European Union: Ban on Single-Use Plastics Takes Effect

On July 2, 2021, the Directive on Single-Use Plastics took effect in the European Union (EU). The directive bans certain single-use plastics for which alternatives are available. A “single-use plastic product” is defined as a product that is made wholly or partly from plastic and that is not conceived, designed, or placed on the market to be used multiple times for the same purpose. The European Commission has published guidelines, including examples, of what is to be considered a single-use plastic product. (Directive art. 12.)

For other single-use plastic items, EU member states must limit their use through national consumption reduction measures, a separate recycling target for plastic bottles, design requirements for plastic bottles, and compulsory labels for plastic products to inform consumers. In addition, the directive extends producer responsibility, meaning producers will have to cover the costs of waste-management cleanup, data gathering, and awareness raising for certain products. EU member states must implement the measures by July 3, 2021, with the exception of the product-design requirements for bottles, which will apply from July 3, 2024. (Art. 17.)

The directive implements the EU’s plastic strategy and aims to “promote the [EU’s] transition to a circular economy.” (Art. 1.)

Content of the Directive on Single-Use Plastics

Market Bans

The directive bans making the following single-use plastics available on the EU market:

  • cotton bud sticks
  • cutlery (forks, knives, spoons, chopsticks)
  • plates
  • straws
  • beverage stirrers
  • sticks to be attached to and to support balloons
  • food containers made of expanded polystyrene
  • beverage containers made of expanded polystyrene, including their caps and lids
  • cups for beverages made of expanded polystyrene, including their covers and lids
  • products made from oxo-degradable plastic. (Art. 5 in conjunction with annex, part B.)

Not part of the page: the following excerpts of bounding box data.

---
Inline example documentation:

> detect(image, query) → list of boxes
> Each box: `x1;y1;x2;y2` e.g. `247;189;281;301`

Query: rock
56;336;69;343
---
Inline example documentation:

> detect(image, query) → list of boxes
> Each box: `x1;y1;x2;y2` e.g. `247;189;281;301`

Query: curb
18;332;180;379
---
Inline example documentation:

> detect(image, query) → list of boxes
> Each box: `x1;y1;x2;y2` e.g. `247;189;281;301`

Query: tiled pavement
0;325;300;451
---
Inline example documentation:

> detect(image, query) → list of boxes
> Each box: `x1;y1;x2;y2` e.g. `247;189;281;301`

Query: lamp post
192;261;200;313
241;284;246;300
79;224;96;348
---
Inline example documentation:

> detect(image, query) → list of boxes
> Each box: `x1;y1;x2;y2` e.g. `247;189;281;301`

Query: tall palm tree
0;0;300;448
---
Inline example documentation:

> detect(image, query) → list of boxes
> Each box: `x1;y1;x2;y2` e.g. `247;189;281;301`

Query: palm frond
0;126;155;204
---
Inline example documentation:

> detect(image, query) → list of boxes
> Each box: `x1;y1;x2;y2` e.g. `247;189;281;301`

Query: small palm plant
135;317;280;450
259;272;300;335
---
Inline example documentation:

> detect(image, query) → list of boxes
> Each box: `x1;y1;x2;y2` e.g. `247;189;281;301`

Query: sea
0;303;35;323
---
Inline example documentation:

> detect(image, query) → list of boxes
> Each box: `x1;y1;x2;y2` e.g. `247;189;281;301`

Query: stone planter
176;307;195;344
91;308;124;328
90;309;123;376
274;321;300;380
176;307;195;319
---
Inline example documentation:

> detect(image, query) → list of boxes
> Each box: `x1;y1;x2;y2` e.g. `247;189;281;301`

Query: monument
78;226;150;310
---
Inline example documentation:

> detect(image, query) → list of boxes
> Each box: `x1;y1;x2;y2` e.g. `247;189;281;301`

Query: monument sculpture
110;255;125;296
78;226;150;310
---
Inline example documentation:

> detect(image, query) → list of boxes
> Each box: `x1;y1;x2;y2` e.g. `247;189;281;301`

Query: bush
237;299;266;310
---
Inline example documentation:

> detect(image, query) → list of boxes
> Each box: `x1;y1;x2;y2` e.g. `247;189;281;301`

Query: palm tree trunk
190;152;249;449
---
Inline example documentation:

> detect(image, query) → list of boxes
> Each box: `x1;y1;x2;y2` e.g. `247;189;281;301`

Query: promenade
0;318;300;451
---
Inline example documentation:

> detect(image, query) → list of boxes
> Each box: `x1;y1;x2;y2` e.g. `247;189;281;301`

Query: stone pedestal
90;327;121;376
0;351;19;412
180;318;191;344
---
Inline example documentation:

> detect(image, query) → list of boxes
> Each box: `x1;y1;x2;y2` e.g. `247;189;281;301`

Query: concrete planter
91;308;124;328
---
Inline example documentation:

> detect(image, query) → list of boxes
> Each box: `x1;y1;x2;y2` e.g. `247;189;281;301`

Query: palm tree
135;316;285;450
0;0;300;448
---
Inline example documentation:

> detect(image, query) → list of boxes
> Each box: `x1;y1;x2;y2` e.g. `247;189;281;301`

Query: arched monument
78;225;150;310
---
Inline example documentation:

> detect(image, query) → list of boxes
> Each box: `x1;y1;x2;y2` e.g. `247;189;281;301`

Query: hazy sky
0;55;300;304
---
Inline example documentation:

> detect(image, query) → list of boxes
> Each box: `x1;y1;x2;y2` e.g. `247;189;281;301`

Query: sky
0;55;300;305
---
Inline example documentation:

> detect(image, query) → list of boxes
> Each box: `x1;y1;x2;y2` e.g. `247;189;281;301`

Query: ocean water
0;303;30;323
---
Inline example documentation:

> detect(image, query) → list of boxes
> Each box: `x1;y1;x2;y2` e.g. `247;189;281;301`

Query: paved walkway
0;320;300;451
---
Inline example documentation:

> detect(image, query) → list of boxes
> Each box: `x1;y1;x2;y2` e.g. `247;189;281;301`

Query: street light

National Consumption Reduction Measures

EU member states must take measures to reduce the consumption of certain single-use plastics for which there is no alternative. Member states are required to submit a description of the measures to the European Commission and make it publicly available. Such measures may include instituting national reduction targets, providing reusable alternatives at the point of sale to consumers, or charging money for single-use plastic products. EU member states must achieve an “ambitious and sustained reduction” in the consumption of these single-use plastics “leading to a substantial reversal of increasing consumption” by 2026. The consumption and reduction progress must be monitored and reported to the European Commission. (Art. 4.)

Separate Collection Targets and Design Requirements for Plastic Bottles

By 2025, 77% of plastic bottles placed on the market must be recycled. By 2029, an amount equal to 90% must be recycled. In addition, design requirements for plastic bottles will be implemented: by 2025, PET bottles must contain at least 25% recycled plastic in their manufacture. This number rises to 30% by 2030 for all bottles. (Art. 6, para. 5; art. 9.)


Sanitary towels (pads), tampons and tampon applicators, wet wipes, tobacco products with filters, and drinking cups must bear a “conspicuous, clearly legible and indelible” label on the packaging or on the product itself. The label must inform consumers of appropriate waste management options for the product or waste disposal means to be avoided, as well as of the presence of plastics in the product and the negative impact of littering. (Art. 7, para. 1 in conjunction with annex, part D.)

Extended Producer Responsibility

Producers must cover the costs of awareness-raising measures, waste collection, litter cleanup, and data gathering and reporting with regard to the following products:

  • food containers
  • packets and wrappers made from flexible material
  • beverage containers with a capacity of up to 3 liters
  • cups for beverages, including their covers and lids
  • lightweight plastic carrier bags
  • tobacco products with filters
  • wet wipes
  • balloons (Art. 8, paras. 2, 3 in conjunction with annex, part E.)

However, no waste-collection costs must be covered with regard to wet wipes and balloons.